Run this order before trusting any multi-node throughput number; it isolates MN1–MN4 cheaply (no full job needed):

• Every node: systemctl status nvidia-fabricmanager → active (running), version matches driver (MN1).
• Identical NCCL env exported on all ranks: NCCL_SOCKET_IFNAME, NCCL_IB_HCA (or NCCL_IB_DISABLE=1), and the chosen init_process_group timeout (MN2, MN3).
• MTU path check between nodes: ping -M do -s 8972 <other-node-ip> succeeds, or both ends pinned to 1500 (MN4).
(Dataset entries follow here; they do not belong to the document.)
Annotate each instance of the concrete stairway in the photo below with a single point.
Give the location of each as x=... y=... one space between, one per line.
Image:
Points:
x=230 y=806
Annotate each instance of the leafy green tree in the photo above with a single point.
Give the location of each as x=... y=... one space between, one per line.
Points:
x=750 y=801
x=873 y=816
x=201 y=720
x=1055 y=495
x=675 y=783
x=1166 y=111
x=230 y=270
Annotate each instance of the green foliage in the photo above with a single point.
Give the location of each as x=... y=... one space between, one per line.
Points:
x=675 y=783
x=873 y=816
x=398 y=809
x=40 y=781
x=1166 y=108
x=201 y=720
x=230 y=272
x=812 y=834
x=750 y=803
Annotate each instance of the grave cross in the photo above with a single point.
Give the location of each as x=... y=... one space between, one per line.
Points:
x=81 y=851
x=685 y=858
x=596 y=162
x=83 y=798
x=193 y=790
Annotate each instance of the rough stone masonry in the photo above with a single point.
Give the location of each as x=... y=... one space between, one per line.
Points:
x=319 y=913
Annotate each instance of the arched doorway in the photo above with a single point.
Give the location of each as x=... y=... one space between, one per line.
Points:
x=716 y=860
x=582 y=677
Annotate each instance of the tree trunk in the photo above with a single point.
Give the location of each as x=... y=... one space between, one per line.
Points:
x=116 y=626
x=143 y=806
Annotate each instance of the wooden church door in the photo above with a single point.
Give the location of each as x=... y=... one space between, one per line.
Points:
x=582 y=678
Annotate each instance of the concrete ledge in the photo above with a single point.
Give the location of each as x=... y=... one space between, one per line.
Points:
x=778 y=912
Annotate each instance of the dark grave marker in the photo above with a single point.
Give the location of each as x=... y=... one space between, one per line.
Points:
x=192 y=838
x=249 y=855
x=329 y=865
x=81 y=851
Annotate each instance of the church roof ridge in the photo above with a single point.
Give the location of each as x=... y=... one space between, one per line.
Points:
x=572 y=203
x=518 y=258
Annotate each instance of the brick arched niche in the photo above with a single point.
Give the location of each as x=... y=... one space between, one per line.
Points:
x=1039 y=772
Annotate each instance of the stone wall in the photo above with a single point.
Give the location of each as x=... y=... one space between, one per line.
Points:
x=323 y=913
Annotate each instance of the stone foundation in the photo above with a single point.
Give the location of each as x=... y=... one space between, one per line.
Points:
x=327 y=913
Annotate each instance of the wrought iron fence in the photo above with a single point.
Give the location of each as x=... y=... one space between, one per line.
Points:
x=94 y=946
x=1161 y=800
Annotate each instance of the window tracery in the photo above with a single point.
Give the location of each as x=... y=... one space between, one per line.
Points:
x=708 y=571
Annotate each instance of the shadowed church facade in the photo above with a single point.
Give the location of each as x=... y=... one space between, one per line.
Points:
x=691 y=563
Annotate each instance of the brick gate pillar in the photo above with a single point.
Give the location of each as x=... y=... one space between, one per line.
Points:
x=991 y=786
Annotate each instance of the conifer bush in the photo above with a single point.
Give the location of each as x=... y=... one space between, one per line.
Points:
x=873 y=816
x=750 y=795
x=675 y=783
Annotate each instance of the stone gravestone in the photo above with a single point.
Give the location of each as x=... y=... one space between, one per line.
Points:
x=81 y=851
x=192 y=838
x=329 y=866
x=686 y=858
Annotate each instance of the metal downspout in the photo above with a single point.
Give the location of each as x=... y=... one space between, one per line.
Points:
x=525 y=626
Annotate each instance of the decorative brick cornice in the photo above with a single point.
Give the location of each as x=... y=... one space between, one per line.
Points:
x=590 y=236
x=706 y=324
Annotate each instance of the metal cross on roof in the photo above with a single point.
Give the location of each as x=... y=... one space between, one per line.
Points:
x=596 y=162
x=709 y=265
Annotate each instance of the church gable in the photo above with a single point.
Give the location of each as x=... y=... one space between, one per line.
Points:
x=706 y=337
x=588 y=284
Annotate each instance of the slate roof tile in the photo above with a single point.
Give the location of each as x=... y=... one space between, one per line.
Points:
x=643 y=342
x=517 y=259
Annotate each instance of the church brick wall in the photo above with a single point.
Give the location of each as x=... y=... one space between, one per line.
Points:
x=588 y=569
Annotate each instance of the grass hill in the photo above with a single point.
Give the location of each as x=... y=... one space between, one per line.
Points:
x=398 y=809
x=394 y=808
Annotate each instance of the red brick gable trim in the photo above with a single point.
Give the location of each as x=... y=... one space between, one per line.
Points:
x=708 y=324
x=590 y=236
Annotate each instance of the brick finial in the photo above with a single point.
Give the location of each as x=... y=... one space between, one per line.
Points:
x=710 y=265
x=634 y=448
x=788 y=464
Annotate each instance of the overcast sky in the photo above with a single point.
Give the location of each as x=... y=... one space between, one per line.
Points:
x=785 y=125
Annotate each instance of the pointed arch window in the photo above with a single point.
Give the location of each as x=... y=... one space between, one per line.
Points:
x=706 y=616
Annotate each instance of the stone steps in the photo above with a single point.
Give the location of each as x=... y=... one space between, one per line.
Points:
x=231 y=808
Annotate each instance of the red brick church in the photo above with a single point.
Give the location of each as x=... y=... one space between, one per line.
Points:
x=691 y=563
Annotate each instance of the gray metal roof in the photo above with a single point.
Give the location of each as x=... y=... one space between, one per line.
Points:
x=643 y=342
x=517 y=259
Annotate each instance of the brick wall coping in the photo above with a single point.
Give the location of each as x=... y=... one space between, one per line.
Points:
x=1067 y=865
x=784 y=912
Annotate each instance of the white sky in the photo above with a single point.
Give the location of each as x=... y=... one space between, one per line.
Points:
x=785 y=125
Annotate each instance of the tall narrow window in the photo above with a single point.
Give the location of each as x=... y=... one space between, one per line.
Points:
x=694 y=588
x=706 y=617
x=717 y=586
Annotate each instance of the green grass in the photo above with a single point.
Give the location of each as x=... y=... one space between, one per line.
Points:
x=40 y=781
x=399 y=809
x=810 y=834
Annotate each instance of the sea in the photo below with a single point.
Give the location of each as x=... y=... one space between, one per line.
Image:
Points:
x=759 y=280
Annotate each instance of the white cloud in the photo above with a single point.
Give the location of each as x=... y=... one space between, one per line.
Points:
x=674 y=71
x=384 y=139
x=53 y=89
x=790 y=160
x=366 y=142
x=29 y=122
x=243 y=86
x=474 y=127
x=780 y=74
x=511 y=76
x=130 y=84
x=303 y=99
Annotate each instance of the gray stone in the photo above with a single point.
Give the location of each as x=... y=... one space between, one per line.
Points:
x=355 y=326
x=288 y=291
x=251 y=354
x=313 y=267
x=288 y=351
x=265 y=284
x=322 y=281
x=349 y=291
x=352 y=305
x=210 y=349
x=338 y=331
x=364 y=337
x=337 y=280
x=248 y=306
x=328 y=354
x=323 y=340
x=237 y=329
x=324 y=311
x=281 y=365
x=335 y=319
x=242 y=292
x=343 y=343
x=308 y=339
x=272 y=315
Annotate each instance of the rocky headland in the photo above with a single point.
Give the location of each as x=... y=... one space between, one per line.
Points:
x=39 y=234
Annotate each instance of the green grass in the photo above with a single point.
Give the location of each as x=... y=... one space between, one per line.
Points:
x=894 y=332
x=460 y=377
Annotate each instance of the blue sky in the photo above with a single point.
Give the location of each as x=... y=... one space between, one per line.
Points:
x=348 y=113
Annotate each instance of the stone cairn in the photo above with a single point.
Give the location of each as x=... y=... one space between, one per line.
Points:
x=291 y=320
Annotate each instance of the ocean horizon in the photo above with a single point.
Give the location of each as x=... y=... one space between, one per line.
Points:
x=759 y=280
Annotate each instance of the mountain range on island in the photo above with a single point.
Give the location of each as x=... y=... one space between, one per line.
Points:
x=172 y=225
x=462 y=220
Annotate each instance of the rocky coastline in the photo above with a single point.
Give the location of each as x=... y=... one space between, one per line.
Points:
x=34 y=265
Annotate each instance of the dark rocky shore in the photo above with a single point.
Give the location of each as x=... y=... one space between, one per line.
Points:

• First real launch with NCCL_DEBUG=INFO + NCCL_ASYNC_ERROR_HANDLING=1; confirm each rank's NET/... line names the fast data-plane NIC, not a bridge (MN2, MN3).
• In-script load-latest-checkpoint verified to fire on restart before relying on --max-restarts / elastic membership recovery (MN5, MN6; spine in references/principles.md #8).
• Distributed jobs checkpoint more often than single-GPU — one preemption wastes N× compute; cadence per references/spot-resilience.md.

For fanning a sweep across nodes (independent cells, not one job over many nodes), that is references/parallel_ablation.md + REQUIRED superpowers:dispatching-parallel-agents, not this file.